What’s your favorite Middle Eastern sweet?
- ½ cup (100 g) sugar
- ¼ cup (60 ml) water
- ¾ teaspoon fresh lemon juice
- ¾ teaspoon rose water or orange blossom water
- ½ tablespoon tahini, to grease the baking pan
- 1 cup (115 g) almond flour
- 2 tablespoons arrowroot starch
- 2 tablespoons tapioca starch
- ¾ teaspoon baking powder
- 1 pinch salt
- 4 tablespoons (50 g) sugar
- 4 tablespoons unsalted butter, at room temperature
- ¾ cup (180 ml) milk (I’ve used whole milk, 2%, and plain unsweetened almond “milk”)
- ½ cup (40 g) unsweetened shredded coconut
- 1 tablespoon blanched almonds (see Note)
- Prepare the Scented Sugar Syrup first. To do so, add the sugar, water, and lemon juice to a small, thick-bottomed saucepan, and bring to a boil over medium heat, giving the pan an occasional swirl and skimming off any foam on the surface. Turn the heat down slightly and boil 2 minutes. Turn off the heat and stir in the rose water or orange blossom water; let it cool to room temperature while you make the cake.
- For the cake, preheat oven to 375F; brush the tahini on the inside of a 6-inch (15.25 cm) round baking pan.

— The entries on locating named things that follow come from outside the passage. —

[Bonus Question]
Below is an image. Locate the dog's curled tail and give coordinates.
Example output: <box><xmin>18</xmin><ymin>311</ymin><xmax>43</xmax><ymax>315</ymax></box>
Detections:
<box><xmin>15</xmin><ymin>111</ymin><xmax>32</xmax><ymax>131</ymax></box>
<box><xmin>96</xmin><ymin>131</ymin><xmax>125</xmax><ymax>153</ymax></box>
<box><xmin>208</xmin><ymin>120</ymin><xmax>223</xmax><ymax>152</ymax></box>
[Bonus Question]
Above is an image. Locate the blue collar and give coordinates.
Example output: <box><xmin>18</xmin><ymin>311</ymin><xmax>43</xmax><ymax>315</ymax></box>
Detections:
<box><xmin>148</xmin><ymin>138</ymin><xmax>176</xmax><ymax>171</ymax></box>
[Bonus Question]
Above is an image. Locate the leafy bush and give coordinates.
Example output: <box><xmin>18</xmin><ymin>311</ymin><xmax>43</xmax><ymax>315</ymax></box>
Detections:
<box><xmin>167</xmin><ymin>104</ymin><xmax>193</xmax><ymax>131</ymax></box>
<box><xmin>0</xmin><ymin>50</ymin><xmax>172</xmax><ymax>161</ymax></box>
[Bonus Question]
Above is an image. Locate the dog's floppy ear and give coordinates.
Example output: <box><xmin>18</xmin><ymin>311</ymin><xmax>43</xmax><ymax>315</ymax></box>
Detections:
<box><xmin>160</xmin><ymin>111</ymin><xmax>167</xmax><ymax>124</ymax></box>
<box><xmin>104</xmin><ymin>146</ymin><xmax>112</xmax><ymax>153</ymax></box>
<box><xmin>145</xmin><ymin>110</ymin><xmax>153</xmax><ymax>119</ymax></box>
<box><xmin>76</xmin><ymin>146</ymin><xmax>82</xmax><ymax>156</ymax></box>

- Whisk together the almond flour, arrowroot starch, tapioca starch, baking powder, salt, and sugar in a large bowl. Stir in the butter and then the milk until combined, and then fold in the coconut.
- Transfer the batter to the prepared pan and spread it out evenly; let it sit for 10 minutes.
- Score the batter into 1-inch (2.5 cm) square or diamond shapes with a sharp knife, periodically dipping the knife in hot water and drying it off before continuing to score the batter; place 1 almond in the center of each diamond.
- Bake until the sides and top are golden brown, about 30 minutes. (If the sides are brown but the top isn’t, you can broil the cake for a couple minutes to brown the top.)
- Once out of the oven, cut the cake along the lines you scored. Slowly pour the cooled syrup onto the hot cake. Let the cake sit at room temperature 2 hours to absorb the syrup before serving.
How to Blanch Almonds (also from my cookbook): (1) Place fresh, shelled (raw and unsalted) almonds in a heat-safe bowl; (2) pour in enough boiling water to fully cover the almonds; (3) let the almonds sit for 1 minute, then pour into a mesh sieve, rinse under cold water, and drain; and (4) hold one almond at the wide end between your thumb and forefinger and gently squeeze – the skin should slip right off.